I know a bunch of ways to solve this technically. But I'm just not convinced its a real problem in most systems.

(I have heard of it being a problem for someone using yjs for a 3d modelling tool. While dragging objects, they created persistent edits with each pixel movement of the mouse. But I think its smarter to use ephemeral edits for stuff like that - which aren't supported by most crdt libraries.)

Git also suffers from this problem, by the way. Repositories only grow over time. And they grow way faster than they would if modern CRDT libraries were used instead. But nobody seems bothered by it. (Yes, you can do a shallow clone in git. But almost nobody does. And you could also do that with CRDTs as well if you want!)
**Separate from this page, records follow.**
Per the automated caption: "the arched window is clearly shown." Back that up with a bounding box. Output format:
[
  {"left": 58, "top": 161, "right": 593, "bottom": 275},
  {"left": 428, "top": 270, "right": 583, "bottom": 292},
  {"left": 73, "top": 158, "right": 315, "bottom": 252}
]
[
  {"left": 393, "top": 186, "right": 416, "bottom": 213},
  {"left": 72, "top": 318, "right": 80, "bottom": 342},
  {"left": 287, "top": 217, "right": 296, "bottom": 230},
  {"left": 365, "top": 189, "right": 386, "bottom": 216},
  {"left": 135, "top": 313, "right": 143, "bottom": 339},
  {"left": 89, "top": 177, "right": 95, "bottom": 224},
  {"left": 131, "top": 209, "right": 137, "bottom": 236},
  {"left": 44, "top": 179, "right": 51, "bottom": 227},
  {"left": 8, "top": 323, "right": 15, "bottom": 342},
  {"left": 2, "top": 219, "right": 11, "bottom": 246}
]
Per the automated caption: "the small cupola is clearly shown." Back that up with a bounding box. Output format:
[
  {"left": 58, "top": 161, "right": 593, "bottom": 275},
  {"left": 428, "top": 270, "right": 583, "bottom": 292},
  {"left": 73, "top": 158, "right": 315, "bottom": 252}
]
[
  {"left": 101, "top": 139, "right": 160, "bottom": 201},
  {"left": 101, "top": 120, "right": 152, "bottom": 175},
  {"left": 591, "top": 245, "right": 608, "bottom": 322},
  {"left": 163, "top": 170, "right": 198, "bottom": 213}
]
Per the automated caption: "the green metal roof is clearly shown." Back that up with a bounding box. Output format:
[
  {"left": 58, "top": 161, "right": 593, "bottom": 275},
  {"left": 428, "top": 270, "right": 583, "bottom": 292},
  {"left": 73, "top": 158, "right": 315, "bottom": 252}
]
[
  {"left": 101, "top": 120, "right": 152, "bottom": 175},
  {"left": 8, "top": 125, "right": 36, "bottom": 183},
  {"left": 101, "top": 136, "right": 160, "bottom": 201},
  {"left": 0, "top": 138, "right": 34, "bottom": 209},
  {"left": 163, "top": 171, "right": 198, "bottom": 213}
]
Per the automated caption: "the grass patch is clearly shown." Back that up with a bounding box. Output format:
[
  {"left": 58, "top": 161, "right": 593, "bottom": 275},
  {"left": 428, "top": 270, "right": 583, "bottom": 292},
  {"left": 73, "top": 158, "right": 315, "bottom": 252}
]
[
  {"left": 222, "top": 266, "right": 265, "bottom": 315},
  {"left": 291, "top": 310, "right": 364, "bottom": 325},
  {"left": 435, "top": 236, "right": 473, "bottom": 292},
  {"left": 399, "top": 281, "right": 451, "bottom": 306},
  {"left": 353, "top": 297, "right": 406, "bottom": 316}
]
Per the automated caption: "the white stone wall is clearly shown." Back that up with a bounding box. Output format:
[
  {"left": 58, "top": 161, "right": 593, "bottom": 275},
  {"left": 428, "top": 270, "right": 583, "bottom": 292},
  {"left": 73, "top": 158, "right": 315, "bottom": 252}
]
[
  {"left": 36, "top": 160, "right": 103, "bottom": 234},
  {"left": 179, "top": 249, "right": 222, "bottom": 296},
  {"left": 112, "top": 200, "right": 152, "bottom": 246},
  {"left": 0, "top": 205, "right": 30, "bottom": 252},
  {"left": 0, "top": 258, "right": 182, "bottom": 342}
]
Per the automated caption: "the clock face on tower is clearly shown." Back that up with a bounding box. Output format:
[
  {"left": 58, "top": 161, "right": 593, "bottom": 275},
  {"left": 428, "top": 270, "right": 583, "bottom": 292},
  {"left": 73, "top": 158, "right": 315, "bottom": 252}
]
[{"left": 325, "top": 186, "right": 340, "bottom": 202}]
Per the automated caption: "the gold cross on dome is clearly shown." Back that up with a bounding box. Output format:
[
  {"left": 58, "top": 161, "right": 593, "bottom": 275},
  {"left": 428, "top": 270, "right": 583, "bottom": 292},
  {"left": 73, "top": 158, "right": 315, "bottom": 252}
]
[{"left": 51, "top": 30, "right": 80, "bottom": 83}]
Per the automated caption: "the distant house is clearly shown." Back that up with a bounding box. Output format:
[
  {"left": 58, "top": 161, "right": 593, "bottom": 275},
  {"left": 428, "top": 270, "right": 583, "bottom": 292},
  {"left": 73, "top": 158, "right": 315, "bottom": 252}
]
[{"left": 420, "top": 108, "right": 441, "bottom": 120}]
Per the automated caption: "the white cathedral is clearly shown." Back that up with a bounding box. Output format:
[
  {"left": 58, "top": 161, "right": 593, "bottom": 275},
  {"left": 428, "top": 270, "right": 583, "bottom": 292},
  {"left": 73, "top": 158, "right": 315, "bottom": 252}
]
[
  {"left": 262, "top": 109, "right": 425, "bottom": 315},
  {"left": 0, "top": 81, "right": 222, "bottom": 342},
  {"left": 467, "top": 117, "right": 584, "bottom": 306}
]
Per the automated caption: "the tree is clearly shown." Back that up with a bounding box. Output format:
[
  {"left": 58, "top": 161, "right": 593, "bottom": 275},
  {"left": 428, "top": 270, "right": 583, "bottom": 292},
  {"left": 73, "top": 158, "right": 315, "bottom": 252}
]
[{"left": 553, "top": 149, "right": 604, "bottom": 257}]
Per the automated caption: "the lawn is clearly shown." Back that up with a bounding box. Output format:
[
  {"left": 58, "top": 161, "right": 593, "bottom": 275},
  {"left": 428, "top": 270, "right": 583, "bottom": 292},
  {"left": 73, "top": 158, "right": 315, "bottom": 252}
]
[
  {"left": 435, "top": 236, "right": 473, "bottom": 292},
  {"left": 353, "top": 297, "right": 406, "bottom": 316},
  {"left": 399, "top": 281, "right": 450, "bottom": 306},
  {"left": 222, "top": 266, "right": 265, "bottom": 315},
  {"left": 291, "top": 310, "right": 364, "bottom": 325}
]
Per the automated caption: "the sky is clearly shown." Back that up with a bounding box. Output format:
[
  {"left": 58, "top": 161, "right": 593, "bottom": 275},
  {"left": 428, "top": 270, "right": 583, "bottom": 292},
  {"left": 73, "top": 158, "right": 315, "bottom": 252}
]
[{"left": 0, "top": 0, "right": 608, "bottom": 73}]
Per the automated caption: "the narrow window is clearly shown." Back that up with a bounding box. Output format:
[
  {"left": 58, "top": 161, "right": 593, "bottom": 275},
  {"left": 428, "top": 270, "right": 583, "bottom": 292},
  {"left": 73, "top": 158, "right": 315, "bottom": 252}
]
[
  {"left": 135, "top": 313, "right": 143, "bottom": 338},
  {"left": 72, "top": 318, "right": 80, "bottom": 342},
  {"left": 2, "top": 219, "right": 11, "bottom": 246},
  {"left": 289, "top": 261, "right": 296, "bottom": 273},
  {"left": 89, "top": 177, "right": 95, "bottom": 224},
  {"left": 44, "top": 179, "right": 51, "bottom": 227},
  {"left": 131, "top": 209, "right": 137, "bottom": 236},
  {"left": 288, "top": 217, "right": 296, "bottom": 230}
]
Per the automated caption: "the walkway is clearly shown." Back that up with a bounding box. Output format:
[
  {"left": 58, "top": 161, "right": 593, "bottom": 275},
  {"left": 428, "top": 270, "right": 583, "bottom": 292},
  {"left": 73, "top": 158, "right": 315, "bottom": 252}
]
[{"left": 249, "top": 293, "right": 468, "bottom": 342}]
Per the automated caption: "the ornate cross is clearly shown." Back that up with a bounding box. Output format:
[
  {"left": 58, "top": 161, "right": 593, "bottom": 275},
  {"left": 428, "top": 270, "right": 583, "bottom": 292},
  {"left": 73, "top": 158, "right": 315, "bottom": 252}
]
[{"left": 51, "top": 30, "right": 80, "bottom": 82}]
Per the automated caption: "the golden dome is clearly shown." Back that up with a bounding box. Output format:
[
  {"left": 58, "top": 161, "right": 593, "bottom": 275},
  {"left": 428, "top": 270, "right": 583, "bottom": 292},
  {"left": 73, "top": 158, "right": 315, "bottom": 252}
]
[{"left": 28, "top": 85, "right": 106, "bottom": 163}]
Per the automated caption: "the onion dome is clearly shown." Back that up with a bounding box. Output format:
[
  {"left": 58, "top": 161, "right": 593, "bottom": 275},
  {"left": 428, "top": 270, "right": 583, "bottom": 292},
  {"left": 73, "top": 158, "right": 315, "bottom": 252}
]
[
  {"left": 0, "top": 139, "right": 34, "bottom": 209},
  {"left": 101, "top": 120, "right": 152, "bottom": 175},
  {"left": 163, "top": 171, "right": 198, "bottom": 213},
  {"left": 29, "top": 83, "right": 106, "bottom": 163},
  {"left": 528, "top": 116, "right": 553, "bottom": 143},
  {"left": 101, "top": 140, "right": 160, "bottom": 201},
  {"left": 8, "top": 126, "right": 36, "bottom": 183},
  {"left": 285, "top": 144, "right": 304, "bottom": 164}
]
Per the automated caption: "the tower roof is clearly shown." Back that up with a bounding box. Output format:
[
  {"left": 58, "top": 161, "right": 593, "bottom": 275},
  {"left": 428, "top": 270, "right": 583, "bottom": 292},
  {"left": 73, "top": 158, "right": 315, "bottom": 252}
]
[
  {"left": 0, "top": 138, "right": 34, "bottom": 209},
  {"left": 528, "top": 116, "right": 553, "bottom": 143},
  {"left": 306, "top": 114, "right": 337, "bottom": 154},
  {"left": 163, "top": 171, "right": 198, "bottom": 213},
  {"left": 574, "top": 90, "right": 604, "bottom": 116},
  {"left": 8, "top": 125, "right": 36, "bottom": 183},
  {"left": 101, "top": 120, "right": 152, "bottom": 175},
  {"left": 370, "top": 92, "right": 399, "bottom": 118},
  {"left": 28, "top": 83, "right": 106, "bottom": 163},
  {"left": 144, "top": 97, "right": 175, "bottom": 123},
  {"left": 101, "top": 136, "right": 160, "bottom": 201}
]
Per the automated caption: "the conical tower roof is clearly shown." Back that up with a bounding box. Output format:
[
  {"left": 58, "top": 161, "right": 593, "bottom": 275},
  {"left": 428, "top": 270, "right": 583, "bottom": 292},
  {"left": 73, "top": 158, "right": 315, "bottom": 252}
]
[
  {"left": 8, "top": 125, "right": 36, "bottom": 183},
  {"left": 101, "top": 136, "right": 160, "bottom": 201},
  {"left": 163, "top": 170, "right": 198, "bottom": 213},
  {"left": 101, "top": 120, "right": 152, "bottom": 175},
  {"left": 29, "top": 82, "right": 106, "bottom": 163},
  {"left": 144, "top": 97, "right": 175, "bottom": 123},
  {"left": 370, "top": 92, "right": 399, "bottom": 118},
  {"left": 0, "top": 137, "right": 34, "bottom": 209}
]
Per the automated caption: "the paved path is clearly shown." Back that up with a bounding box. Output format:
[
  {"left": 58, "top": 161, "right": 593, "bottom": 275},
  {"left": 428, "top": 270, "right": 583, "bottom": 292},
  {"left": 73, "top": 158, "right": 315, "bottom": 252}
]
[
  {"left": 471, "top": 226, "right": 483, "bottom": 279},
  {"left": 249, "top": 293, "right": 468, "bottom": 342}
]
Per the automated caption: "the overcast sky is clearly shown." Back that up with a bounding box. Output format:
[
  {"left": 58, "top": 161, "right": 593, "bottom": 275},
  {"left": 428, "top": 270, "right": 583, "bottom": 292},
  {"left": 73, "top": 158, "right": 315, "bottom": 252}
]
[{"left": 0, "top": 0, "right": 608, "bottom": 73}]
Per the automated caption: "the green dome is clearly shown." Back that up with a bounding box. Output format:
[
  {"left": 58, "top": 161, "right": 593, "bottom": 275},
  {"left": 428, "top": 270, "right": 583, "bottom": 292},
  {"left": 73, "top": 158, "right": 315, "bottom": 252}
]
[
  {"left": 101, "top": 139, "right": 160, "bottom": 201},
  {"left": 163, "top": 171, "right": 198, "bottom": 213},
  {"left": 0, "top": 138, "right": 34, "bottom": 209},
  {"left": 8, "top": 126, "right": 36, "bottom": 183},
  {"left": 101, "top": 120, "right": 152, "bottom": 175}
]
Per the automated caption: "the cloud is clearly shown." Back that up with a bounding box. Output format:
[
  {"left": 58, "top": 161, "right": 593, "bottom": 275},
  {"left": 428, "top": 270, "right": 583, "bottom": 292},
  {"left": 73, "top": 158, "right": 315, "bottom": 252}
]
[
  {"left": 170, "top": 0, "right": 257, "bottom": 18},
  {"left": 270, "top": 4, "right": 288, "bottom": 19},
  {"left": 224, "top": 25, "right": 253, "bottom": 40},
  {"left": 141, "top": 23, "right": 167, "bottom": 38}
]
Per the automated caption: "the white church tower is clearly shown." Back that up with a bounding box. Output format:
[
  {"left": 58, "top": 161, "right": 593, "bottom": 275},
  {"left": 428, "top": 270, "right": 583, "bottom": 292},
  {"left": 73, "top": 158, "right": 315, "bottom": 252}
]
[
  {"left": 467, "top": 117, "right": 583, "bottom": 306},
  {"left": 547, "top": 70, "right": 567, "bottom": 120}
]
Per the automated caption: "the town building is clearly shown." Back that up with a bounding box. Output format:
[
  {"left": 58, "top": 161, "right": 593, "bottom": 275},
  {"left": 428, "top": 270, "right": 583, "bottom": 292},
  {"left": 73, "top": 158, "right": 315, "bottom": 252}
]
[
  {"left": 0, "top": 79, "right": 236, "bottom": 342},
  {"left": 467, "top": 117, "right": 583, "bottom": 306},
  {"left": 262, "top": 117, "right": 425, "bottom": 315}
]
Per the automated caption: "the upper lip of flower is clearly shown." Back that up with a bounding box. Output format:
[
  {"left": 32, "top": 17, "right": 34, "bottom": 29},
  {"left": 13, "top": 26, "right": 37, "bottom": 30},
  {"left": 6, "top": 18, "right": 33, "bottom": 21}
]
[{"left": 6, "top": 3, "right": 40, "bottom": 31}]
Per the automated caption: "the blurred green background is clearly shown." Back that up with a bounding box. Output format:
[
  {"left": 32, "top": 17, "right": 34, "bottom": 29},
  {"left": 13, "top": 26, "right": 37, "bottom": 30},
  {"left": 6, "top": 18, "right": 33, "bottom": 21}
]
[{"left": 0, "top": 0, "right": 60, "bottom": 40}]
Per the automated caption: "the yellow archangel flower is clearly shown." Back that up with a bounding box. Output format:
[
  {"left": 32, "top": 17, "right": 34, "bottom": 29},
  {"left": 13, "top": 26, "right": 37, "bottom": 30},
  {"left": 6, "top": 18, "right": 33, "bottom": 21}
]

I don't think the concern was necessarily about overhead, but about sensitive data. This is a problem in Git too: people make the mistake of reverting a commit with sensitive values and think it's gone, but the history is still out there.

Edit: or maybe that was the concern, but this other concern exists too :)


If thats what you're worried about, use Yjs. Yjs doesn't store deleted characters in documents. Unless you actively make yjs snapshots, once a character in a yjs document is deleted, its gone.


Huh! I wonder how that works if the deletion isn't synced with other clients yet.


It stores the deleted ranges, but not the chars of text that compose those ranges.

So from a privacy perspective, you see the metadata of edit history (the DAG of character positions edited), but are blind to the text.


Ah! That makes sense, thanks - today I learned!